希望のあるところには、かならず失望があるのだ。
ぼくらは「希望」が好きで、「失望」がキライだ。
けれども希望と失望は、いつでも表裏一体で、切り離すことができない。
誰かに期待をすれば「期待を裏切られるかもしれない」という不安が頭をよぎる。
「もしかしたらできるかもしれない」と希望を持てば、できなかったとき失望する。
じゃぁ、どうすればいいのかというと、ぞれは
「絶望すること」
なんだ。
文字通り「望みを絶つこと」によって、ぼくらは「本来のあかるさ」を取りもどす。
それは赤子が持つ明るさだ。
「ママのおっぱいが、もっと美味しかったらよかったのに」
「俺は、もっと歩けるはずなのに」
「明日こそ、オムツにうんちをしないように」
乳児は、そんな期待も希望もいだかない。
ただ、そのまんまで生きている。
それは実は「絶望しきった」状態なのだ。
「でも、絶望して自殺しちゃう人もいますよね?」
「絶望したら、”うつ”になったり、苦しくなるのでは?」
と反論したくなる人もいるかもしれない。
でもそれは違う。
たとえば自殺してしまう人は ーぼくは自殺したことがないから推測にすぎないがー 「もっとよく生きたい」という望みを絶てなかったのだと、ぼくは考える。
そう、一般に言われてる「絶望」というのは「極端に望みのすくない状態」であって、実は「望みが絶たれた状態」になっていない。
それが苦しみの原因なのだ。
たとえば「あーあ、フラれちゃった」という”絶望状態”のとき、「まだ好きだ」とか「やっぱり付き合いたい」という気持ちがすこしでもあれば、苦しい。

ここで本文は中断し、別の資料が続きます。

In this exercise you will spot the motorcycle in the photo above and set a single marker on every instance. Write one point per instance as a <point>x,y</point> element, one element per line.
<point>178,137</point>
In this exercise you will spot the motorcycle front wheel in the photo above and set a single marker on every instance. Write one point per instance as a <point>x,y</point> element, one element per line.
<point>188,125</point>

けれども「好きな気持ち」も「”元サヤ”の可能性」も完全になくなれば、ぼくらは楽になる。
これが、ぼくのいう「ほんとうの絶望状態」なのである。
このとき、ぼくらのからだはもっとも機能的な状態になっていて、かろやかで気分がよく、おそれのない状態になっている。

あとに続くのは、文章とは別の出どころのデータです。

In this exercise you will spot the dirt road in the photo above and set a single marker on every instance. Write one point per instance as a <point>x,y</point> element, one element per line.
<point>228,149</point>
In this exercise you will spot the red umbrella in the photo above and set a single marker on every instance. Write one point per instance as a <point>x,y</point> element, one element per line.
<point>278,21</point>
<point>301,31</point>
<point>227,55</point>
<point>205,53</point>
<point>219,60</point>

だから、ぼくらにとってもっとも有効なリラックス法は「絶望」なのである。
「落ち込んでいる人」というのは「絶望の度合い」が足りないのだ。
その場合は、もっともっと自分の「希望」を見つめていく。
かすかな希望の残滓が、くるしみの種になっているのだ。
「のぞむ」とは「望遠」とも言うとおり、つまり「遠くを見る」ということに通じる。
それはすなわち、「足元を見る」ことがおろそかになっているということだ。
「とおく」を握り締めているうちは、「ちかく」に目が行かない。
逆に「遠くのこと」を手放すことができれば、「いま、ここ」の足元にフォーカスできる。
とはいえ、
「その”手放す”ができないんです」
という人も多い。
そんなときは「手放そう」という意識さえも、手放してしまう。
手放せないときは、まだ手放すタイミングじゃない。
絶望できないときは、絶望するまで足掻いてみればいい。
それがいくらカッコ悪くとも、「ゆるく生きる」みたいな教えから外れるとしても、「がんばってるね」とバカにされようとも、そんなことは知ったこっちゃない。
人には人のプロセスがあるんだ。
世間で言われている「流れ」に入ろうが入るまいが、自由なんだ。
そもそも「~しよう」っていうのが期待や希望から来ているんだから、矛盾するに決まっている。
「しよう」「やろう」「なろう」から「ある」へ。
なったら楽だろうけど、まだそのタイミングじゃない人もいる。
けれども、いつかはみんな「絶望」していく。
そして「絶望」とは「感謝」のことなんだ。
「希望」の対義語は「感謝」だ。
「いま、ここにあるもの」の美しさと愛おしさをハラで感じるとき、ぼくらは絶望しきってしまう。
「今」に満足してしまう。
そんな状態が保たれたらいいなぁと思っているが、おぜっきーはまだまだそんなレベルに至らない。
「そんな状態が保たれたらいいなぁ」という希望が絶たれたとき、きっとぼくはもっと楽になるんだろう。